Middleware intercepts command execution. Each middleware receives a context and a next function. Use it for logging, tracing, analytics, or custom validation.

import { createSurf } from '@surfjs/core'
import type { SurfMiddleware } from '@surfjs/core'
 
// Logging middleware
const logger: SurfMiddleware = async (ctx, next) => {
  const start = Date.now()
  console.log(`→ ${ctx.command}`, ctx.params)
 
  await next()
 
  const ms = Date.now() - start
  if (ctx.result) console.log(`← ${ctx.command} OK (${ms}ms)`)
  if (ctx.error)  console.log(`← ${ctx.command} ERROR (${ms}ms)`)
}
 
const surf = await createSurf({
  name: 'My API',
  middleware: [logger],
  commands: { /* ... */ },
})
 
// Or add middleware after creation
surf.use(async (ctx, next) => {
  // ctx.command   — command name
  // ctx.params    — validated parameters
  // ctx.context   — execution context (sessionId, auth, claims, ip, state)
  // ctx.result    — set by handler (available after next())
  // ctx.error     — set on error (short-circuits pipeline)
  await next()
})

⚠️ Note: Auth middleware is auto-installed when you provide an authVerifier. It runs before any custom middleware.

Strict Mode

Enable strict mode to validate command return values against their declared returns schema. This catches bugs before they reach your agents.

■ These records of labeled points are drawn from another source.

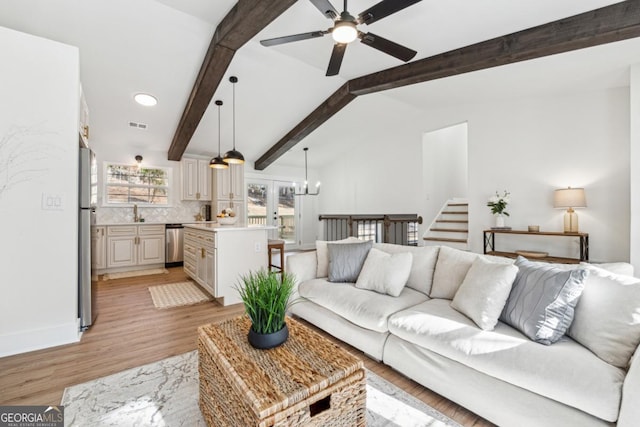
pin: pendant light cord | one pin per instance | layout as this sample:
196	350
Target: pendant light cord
234	115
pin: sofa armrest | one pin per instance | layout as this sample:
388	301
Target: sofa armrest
629	408
303	266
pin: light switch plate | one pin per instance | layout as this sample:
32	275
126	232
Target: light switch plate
52	202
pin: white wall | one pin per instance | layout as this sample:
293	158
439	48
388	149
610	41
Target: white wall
39	83
634	118
529	147
444	169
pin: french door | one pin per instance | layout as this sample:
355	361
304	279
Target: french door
271	202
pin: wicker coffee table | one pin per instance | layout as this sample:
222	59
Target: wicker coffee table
306	381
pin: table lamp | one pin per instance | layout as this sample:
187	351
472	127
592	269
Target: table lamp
570	198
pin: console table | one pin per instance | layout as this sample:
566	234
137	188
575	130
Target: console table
490	244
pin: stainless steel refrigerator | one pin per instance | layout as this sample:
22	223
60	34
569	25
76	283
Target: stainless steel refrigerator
87	277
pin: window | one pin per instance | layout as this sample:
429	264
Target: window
126	184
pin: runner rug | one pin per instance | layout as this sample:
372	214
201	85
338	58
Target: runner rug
165	394
177	294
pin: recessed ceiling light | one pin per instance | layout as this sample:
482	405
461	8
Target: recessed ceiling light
145	99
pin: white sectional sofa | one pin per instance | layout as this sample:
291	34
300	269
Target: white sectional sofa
590	376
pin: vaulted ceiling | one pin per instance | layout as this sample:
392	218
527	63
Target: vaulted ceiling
158	46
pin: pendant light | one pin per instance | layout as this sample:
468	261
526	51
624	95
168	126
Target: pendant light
305	191
234	156
217	162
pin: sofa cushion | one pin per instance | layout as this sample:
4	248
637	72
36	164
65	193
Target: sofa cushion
484	291
422	266
452	267
322	253
385	273
566	372
361	307
542	300
607	317
346	260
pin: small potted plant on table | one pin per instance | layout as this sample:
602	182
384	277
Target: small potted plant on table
265	296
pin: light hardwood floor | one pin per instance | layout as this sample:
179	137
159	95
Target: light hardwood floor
130	332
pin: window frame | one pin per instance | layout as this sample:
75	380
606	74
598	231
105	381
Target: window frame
105	185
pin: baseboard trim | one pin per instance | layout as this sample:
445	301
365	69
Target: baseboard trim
37	339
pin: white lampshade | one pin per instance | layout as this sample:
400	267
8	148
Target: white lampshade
569	198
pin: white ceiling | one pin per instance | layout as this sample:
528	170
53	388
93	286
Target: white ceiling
157	46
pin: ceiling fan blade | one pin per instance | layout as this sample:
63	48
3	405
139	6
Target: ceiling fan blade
336	59
383	9
387	46
326	8
293	38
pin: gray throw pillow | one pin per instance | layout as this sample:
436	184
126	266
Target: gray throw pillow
542	300
346	259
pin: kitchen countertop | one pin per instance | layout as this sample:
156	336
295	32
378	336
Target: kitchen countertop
232	227
107	224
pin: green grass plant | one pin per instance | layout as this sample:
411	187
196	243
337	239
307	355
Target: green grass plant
266	298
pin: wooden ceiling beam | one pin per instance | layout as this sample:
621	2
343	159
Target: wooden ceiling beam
613	23
336	102
246	19
609	24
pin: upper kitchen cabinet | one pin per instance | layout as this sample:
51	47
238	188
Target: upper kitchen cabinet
196	179
229	183
83	119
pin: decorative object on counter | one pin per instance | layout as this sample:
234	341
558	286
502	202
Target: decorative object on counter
234	156
498	205
177	295
532	254
218	162
227	217
570	198
305	188
135	273
266	299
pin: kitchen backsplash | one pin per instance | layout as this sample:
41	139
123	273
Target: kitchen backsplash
182	211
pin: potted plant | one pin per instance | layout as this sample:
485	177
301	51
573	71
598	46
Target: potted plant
266	298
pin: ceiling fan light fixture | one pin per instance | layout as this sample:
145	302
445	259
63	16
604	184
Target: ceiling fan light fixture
344	32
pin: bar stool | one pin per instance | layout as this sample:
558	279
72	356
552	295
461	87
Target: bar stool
278	245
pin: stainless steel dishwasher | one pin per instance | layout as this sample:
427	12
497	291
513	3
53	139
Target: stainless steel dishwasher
174	252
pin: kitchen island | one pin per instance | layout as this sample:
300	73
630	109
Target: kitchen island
216	256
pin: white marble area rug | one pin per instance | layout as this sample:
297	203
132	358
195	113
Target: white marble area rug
177	294
135	273
165	393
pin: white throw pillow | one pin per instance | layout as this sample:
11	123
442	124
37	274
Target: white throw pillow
607	317
322	252
452	267
484	291
422	266
385	273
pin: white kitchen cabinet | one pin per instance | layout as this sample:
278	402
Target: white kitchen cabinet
99	247
134	245
217	256
199	258
83	119
229	183
196	179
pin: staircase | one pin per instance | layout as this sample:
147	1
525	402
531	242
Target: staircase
451	226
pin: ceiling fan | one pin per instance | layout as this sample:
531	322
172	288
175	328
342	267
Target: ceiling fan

const surf = await createSurf({
  name: 'My API',
  strict: true, // enables validateReturns + other strict checks
 
  commands: {
    search: {
      description: 'Search products',
      params: { query: { type: 'string', required: true } },
      returns: {
        type: 'object',
        properties: {
          results: { type: 'array', items: { type: 'object' } },
          total: { type: 'number' },
        },
      },
      run: async ({ query }) => {
        // Return value is validated against the schema above
        return { results: [...], total: 42 }
      },
    },
  },
})

💡 Tip: You can also enable return validation selectively with validateReturns: true instead of full strict mode.

Security Headers

For production deployments, add HTTP security headers at the framework level. Surf middleware operates at the command execution layer and does not have access to the HTTP response object — security headers must be set by your HTTP framework (Express, Hono, etc.).

Express:

import helmet from 'helmet'
import express from 'express'
import { createSurf } from '@surfjs/core'
 
const surf = await createSurf({ name: 'My API', commands: { /* ... */ } })
 
const app = express()
app.use(helmet())  // Sets all recommended security headers
app.use(express.json())
app.use(surf.middleware())
app.listen(3000)

Hono:

import { Hono } from 'hono'
import { secureHeaders } from 'hono/secure-headers'
import { createSurf, honoApp } from '@surfjs/core'
 
const surf = await createSurf({ name: 'My API', commands: { /* ... */ } })
 
const app = new Hono()
app.use('*', secureHeaders())  // Sets all recommended security headers
app.route('/', await honoApp(surf))
 
export default app

You can customize individual headers through the framework's middleware options:

| Header | Default | Purpose | |--------|---------|---------| | Content-Security-Policy | default-src 'self'; ... | Controls which resources the browser can load | | Strict-Transport-Security | max-age=31536000; includeSubDomains | Forces HTTPS for one year | | X-Frame-Options | DENY | Prevents clickjacking via iframes | | X-Content-Type-Options | nosniff | Prevents MIME-type sniffing | | Referrer-Policy | strict-origin-when-cross-origin | Limits referrer information leaking | | Permissions-Policy | camera=(), microphone=(), ... | Restricts browser feature access | | X-Permitted-Cross-Domain-Policies | none | Blocks Flash/Acrobat cross-domain access |

💡 Tip: If your Surf API runs behind a reverse proxy (Nginx, Cloudflare) that already handles HSTS, disable it in the middleware: securityHeaders({ strictTransportSecurity: false })

📦 Full example: See the security-headers example in the repo for a complete, runnable recipe.